Total_calls_made (integer) - number of times the customer contacted the bank via the call centre. The data is in the range 0 to 10, with 97 (14.7%) zeroes, so this is broadly consistent with the pattern in the other two channels, both in terms of the range and the percentage of customers who don't use the channel. As such, the range is reasonable. The median is 3, and the mean 3.6, and the data has a moderate right skew.

In [21]:
df_abt_CustomerData['Total_calls_made'].describe()
Out[21]:
count    660.000000
mean       3.583333
std        2.865317
min        0.000000
25%        1.000000
50%        3.000000
75%        5.000000
max       10.000000
Name: Total_calls_made, dtype: float64
In [22]:
g1 = sns.distplot(df_abt_CustomerData['Total_calls_made'])
g1.grid()
g1.set(title='Distribution of channel usage - call centre')
plt.show()
In [23]:
g1 = sns.boxplot(df_abt_CustomerData['Total_calls_made'])
g1.grid()
g1.set(title='Boxplot of channel usage - call centre')
plt.show()


Deliverable 1.2 - Bivariate analysis

In [24]:
sns.pairplot(df_abt_CustomerData, diag_kind='kde');

The observation of the distribution plots together suggest a consistent pattern of around 3-4 potential clusters.

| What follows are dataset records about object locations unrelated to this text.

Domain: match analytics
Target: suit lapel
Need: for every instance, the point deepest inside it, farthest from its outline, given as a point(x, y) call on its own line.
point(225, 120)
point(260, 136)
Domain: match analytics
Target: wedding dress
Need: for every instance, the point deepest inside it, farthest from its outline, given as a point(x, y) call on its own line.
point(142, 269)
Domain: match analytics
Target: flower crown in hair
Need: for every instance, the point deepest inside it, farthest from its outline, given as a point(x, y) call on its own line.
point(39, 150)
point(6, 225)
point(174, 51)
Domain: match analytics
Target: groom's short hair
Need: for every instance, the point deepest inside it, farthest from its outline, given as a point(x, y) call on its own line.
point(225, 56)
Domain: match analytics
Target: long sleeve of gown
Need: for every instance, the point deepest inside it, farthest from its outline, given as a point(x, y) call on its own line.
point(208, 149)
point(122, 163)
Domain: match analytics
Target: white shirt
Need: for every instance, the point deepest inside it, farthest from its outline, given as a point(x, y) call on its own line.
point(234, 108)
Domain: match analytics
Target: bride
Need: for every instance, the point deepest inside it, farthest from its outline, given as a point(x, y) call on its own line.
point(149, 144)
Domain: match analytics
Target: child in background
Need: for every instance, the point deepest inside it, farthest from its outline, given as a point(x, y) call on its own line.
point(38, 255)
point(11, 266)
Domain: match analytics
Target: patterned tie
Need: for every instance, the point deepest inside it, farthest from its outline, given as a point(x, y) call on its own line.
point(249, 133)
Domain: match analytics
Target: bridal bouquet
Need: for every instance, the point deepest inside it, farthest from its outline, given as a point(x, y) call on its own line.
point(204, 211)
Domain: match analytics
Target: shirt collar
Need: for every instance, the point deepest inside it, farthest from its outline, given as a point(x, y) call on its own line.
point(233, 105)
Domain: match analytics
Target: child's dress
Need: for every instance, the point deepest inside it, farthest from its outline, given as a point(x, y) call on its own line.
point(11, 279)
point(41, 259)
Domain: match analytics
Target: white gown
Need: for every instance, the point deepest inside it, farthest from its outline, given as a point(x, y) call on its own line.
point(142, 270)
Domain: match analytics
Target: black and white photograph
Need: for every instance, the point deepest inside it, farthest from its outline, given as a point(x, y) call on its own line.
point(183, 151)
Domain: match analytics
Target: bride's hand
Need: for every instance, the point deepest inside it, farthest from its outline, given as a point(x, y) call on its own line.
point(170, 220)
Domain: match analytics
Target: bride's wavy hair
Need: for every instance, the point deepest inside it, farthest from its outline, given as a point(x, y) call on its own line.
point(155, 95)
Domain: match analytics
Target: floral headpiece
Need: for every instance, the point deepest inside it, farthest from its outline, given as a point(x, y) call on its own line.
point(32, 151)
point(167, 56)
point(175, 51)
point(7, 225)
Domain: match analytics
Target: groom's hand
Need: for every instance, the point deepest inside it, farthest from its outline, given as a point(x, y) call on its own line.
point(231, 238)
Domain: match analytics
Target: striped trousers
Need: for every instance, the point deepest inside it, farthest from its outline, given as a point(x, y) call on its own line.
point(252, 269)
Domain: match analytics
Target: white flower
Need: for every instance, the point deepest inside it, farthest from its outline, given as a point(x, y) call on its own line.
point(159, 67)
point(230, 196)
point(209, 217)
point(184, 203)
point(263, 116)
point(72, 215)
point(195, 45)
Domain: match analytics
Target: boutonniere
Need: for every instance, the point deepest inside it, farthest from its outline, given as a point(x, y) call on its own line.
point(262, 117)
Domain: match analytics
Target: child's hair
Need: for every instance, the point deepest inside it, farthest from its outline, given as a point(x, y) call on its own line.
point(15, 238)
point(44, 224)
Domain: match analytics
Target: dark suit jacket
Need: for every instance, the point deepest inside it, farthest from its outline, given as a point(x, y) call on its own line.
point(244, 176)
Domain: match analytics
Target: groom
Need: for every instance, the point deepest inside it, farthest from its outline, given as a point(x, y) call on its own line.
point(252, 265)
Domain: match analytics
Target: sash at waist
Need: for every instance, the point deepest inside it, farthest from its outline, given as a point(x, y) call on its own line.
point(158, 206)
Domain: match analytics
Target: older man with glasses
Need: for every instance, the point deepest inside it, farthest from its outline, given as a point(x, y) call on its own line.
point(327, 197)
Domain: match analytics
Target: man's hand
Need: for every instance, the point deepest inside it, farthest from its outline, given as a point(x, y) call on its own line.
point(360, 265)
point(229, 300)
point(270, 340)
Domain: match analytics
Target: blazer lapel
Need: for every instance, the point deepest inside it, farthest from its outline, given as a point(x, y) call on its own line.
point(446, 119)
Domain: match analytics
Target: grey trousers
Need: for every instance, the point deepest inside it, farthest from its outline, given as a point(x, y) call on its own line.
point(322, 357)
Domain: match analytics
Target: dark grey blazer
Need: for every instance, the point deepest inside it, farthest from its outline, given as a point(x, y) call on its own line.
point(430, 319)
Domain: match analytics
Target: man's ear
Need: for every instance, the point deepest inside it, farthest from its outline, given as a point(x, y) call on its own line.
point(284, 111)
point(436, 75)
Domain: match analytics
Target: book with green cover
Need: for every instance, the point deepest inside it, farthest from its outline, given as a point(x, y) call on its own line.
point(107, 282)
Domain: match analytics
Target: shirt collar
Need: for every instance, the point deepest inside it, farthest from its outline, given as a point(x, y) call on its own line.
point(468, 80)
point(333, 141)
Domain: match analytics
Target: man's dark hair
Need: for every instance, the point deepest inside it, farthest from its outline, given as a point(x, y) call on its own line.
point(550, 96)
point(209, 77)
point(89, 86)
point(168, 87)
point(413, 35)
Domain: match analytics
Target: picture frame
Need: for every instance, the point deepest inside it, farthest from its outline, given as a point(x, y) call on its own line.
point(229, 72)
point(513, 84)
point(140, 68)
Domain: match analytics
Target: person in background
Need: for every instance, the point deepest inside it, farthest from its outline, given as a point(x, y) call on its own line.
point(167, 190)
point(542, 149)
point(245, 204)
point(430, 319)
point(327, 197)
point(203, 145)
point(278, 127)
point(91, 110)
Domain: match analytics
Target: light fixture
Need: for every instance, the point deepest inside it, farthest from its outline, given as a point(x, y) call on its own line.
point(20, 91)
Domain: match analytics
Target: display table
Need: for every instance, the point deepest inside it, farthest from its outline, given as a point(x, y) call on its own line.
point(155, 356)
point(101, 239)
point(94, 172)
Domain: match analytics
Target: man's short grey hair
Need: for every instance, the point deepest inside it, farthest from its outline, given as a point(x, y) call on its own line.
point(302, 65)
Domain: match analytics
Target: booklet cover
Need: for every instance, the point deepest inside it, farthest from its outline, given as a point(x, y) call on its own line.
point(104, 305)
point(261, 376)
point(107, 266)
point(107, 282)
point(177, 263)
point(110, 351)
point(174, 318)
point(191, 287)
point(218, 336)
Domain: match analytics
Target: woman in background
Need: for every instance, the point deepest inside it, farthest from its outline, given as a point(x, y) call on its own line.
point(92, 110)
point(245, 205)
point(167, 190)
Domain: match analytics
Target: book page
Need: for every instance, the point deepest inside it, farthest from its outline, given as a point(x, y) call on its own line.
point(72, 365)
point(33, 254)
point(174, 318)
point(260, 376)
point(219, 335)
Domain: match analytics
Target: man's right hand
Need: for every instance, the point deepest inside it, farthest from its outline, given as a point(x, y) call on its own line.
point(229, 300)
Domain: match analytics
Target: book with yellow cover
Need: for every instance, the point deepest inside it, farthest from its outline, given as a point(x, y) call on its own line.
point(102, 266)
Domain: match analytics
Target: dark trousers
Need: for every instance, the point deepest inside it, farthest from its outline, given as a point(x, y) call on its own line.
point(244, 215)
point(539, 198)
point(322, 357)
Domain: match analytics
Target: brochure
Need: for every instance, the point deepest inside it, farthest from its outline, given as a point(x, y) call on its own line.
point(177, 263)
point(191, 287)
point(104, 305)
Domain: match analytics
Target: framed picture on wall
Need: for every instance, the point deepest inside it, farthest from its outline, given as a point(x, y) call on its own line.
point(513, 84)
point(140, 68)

  • Avg_Credit_Limit - suggests 3 clusters
  • Total_Credit_Cards - suggests 4 clusters
  • Total_visits_bank - suggests 3-4 clusters
  • Total_visits_online - suggests 3-4 clusters
  • Total_calls_made - suggests 2-3 clusters

In terms of the off-diagonal analysis, there are some relationships apparent in the channel choices.

  • higher visits to bank are negatively correlated with online and calls
  • higher visits online negatively correlated with calls although there are outliers

This suggests the customers in this cohort who have higher rates of usage of online banking make fewer trips to the branch, and fewer calls. That is, they make more use of self-service channels, and this will be interesting to consider later in the context of the bank's objective to upgrade the service model and ensure queries are resolved faster. If customers who use the other channels can be encouraged to use self-service, that would seem to be a good strategy to resolve query resolution times, and save channel servicing costs at the same time.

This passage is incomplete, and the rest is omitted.